I was on a mission to find a new pizza joint. My long time favorite independent pizzeria had shut down recently and after a spattering of trying the big national chains (I had been taking advantage of coupons that arrived in the mail) I had enough of mediocre pizza.

The search results are dominated by the big chains (Domino’s are very active in the local SEO space and kill it in many cities across the US and Canada) so I had to do some scrolling and investigating. Sorry Domino’s but your SEO skills were not enough to persuade me.

A couple prospects looked interesting and some others I was not sure about. Clicking through to the Places profile should give me some info like – do they deliver? Do they service my end of town? Basic stuff you’d want to know from a pizzeria. But that info was nowhere to be found. Seems Google, in it’s infinite wisdom has decided, with the recent cosmetic update of Google Places profile pages, that descriptive text was no longer of value to users. I beg to differ.

One result, D’Agostino Italian, I was not sure if they were just a sit in restaurant that happened to also make pizza. My wife and I thought that was the case but were not sure, and Google was telling me nothing other than a Name, Address and Phone Number (NAP).

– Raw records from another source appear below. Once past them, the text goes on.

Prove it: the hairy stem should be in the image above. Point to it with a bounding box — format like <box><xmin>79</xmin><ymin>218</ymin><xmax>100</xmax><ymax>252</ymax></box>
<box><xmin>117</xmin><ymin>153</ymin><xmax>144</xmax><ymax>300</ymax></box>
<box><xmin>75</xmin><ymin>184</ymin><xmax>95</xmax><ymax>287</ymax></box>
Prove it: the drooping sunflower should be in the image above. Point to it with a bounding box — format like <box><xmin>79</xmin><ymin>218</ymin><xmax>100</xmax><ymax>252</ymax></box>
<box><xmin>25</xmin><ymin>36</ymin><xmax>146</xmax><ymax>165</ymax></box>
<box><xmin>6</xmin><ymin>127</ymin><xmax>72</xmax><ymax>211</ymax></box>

The listing is claimed and verified by the owner, but there is no link to a website, they must not have one. I bet the info I wanted used to be there on the profile page.

In the end I chose Canadian 2 for 1 Pizza, a smaller regional chain. Listing off names to my wife she recalled that Bill, downstairs neighbor, usually orders from them. Google was not supplying enough info to make a decision on my own. It required the collective wisdom of me and my wife with Google only giving us a long list of names and phone numbers. Are we almost back to the basics of mere phone books again?

So there, a perfect everyday example of why Google should be keeping the descriptions, and likely the additional info fields for display on Places pages.

Apparently the basic descriptions missing is just a bug still being worked on. But also MIA, and likely for good are “more about this place” citations, 3rd party reviews, even email addresses, service areas, menus and other additional details fields. What is all this? A cleanup before Google+ integration, a flex of muscle to squeeze out other big boys in the local space, or preparations for paid inclusion? Perhaps all of the above.

I’m all for clean design, minimalism and lots of white space to make web pages more user friendly, but when you remove essential information, information users rely on to make decisions, what then has a re-design accomplished?

3 Comments on “Why Details in Google Places Pages Should Be Essential Content.”

Nyagoslav on July 27th, 2011 wrote:

I believe it is a matter of time until the “Details” section is being returned to the Place page. It is not a bug I think. It is probably coming from the fact that in this section there was both data coming from the business owner themselves, and third-party sources. Probably they are working on removing the scraped data from the third-parties. Just a personal opinion.

Mark on September 16th, 2011 wrote:

I hope that they revert back to how they were set up before. You make a great point regarding the loss and usefulness of the description box.
I do like the clean background/whitespace as you say. Hopefully Google will move in the right direction and either fix the bug issue or allow for free “Descriptive” business listings again through G+.


Sarah Schager on September 16th, 2011 wrote:

Agreed. I have been feeling the same way about the redesign. I know it is supposed to place a higher emphasis on reviews instead of citations as far as results rank, but you’re right about the descriptions.